THREE WEEKS LATER

The electronic gate opened and Tim eased the limousine up the winding driveway that led to the main house on the hill. Spruce trees and dogwood trees and chestnut and red maple trees all hemmed the driveway as the limo drove through. Already sunny outside, the groundskeepers were out in force over the expansive landscape as the sounds of lawn mowers and hedge trimers and leaf blowers dominated the air space.

It was early Monday morning of a new day in a new week, but it all felt like more of the same old thing to Tim and Margo as the limo stopped at the main house. Especially when they saw, as they saw more times than they could remember, yet another gorgeous woman come out of the mansion ahead of the boss and was swiftly escorted by the house manager to a car waiting to whisk her away as if she’d never been there.
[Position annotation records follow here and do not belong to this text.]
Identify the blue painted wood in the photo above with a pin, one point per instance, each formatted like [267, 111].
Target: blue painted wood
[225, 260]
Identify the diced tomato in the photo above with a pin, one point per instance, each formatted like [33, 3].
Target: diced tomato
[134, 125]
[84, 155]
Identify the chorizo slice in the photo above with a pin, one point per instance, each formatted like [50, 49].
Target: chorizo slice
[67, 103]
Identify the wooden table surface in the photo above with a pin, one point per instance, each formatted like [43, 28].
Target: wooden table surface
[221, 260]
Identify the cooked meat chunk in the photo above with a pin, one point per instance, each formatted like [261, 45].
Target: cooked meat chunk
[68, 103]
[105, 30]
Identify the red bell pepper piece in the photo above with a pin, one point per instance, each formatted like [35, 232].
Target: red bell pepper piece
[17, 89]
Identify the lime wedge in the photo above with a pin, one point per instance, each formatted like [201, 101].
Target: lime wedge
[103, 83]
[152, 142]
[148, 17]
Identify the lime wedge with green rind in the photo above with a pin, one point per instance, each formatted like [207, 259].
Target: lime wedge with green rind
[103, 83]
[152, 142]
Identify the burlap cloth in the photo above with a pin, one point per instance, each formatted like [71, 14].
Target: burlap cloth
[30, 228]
“He just got back in town late last night,” said Margo. “What did he do? Go pick her up as soon as he got off his plane?”

“The man doesn’t like to sleep alone, what’s wrong with that?” asked Tim.
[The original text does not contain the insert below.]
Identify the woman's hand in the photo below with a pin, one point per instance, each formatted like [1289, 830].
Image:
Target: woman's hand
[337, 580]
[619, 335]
“Everything is wrong with it. Sleeping with women he doesn’t give a damn about at his age? It’s all wrong. I’ll bet you any amount of money he doesn’t even remember her name.” Margo was Brax’s chief of staff and executive assistant who held an iPad in her hand filled with bullet points that needed to be discussed. She sat in the backseat of the limo and watched the woman get in the backseat of the Uber or Lift or whatever car service was picking her up. “He never remembers their names.”
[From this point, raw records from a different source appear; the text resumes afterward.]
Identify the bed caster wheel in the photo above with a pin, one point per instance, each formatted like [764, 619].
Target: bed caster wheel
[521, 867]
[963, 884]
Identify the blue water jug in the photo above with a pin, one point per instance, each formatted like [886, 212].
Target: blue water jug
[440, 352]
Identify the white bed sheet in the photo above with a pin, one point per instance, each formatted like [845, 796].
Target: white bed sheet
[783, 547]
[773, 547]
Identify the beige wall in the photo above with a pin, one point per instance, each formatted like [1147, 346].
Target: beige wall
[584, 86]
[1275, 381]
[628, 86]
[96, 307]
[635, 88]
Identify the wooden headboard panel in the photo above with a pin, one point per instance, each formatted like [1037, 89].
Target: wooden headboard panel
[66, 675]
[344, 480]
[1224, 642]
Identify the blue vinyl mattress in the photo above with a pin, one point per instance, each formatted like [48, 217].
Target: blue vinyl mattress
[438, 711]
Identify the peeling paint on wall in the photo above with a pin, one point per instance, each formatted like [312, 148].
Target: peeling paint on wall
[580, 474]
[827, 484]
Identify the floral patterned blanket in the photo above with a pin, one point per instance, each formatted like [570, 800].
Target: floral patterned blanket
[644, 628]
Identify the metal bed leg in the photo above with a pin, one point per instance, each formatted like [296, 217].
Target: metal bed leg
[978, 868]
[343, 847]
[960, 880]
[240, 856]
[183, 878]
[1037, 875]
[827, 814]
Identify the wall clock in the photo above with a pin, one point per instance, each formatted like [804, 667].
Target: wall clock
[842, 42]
“I’ll bet he’ll remember her name though,” said Tim. “A good-looking dame like that? Ain’t too many men gonna forget her name.” Then he looked at Margo through the rearview. She was in her mid-forties. Right around the same age as their boss. But it seemed to Tim that the weight of her enormous responsibilities made her look much older than the boss. “How much you wanna bet?”

“That he don’t remember her name?” Margo asked. “Fifty could work.”

“I thought you said any amount of money? Sounds like you’re backing out already.”

“Okay big shot,” said Margo as the double doors of the mansion opened again and the boss stepped out. “A hundred then.”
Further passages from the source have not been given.